Wetterling enters Senate race
"Campaign Races"10/09/2005
Associated Press
October 10, 2005
Patty Wetterling said she hopes to help pass a number of laws to protect children from sex offenders, as she kicked off her campaign Sunday for the U.S. Senate.
“I embrace the fact that I am a nontraditional candidate,’’ she told more than 100 supporters in Riverside Park in St. Paul.
Wetterling lost a bid for Congress last year to U.S. Rep. Mark Kennedy, but she was a recognized name long before because of the tragic unsolved kidnapping of her son Jacob in 1989. After his disappearance, she became an activist for child safety and established the Jacob Wetterling Foundation to protect children from abduction and sexual exploitation.

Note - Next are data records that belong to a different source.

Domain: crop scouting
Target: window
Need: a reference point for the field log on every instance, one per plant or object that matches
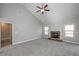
(69, 30)
(46, 30)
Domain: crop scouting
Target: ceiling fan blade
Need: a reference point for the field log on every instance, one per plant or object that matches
(38, 10)
(47, 10)
(38, 7)
(45, 6)
(42, 12)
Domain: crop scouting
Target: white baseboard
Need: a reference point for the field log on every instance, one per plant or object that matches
(24, 41)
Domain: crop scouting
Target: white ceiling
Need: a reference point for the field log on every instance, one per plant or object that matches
(58, 11)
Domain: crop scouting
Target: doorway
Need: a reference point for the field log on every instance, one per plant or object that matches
(6, 34)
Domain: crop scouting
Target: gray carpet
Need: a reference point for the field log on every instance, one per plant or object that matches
(41, 47)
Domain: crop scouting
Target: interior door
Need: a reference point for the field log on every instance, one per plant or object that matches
(6, 34)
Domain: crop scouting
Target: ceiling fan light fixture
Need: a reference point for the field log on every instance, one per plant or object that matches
(42, 10)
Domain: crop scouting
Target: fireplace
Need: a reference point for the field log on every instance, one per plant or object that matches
(55, 35)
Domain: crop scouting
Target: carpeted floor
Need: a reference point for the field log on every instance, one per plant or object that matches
(41, 47)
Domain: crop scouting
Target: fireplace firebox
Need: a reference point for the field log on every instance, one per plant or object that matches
(55, 35)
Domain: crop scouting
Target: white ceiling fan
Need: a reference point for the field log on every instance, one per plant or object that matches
(43, 8)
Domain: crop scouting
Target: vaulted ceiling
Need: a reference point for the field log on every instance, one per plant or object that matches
(58, 11)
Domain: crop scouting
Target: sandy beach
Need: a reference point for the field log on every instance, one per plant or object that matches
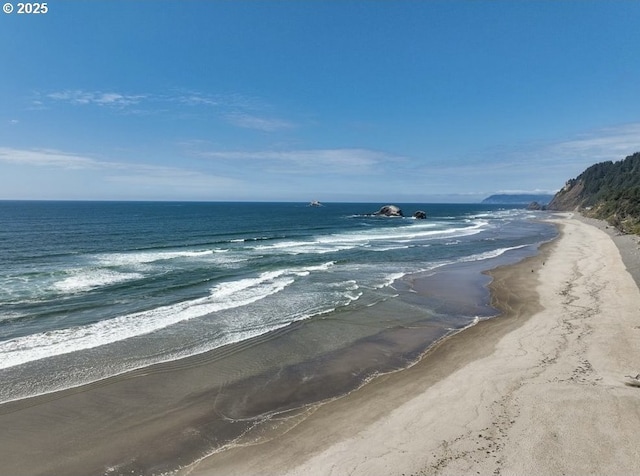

Last weekend, she called for the withdrawal of U.S. troops from Iraq by Thanksgiving 2006, apparently becoming the first Senate candidate to propose a specific deadline.
Wetterling is competing against Hennepin County Attorney Amy Klobuchar and veterinarian Ford Bell for the DFL’s nomination. Attorney Michael Ciresi, a Demcrat who ran for Senate in 2000, is also mulling a campaign.
On the Republican side, Kennedy appears to have a lock on the GOP nomination.
Wetterling attracted 46 percent of the vote in the right-leaning 6th District last year, encouraging key Democrats, who urged her to run again for Congress. She switched her focus to the Senate race in February after Democratic incumbent Mark Dayton decided not to run for re-election.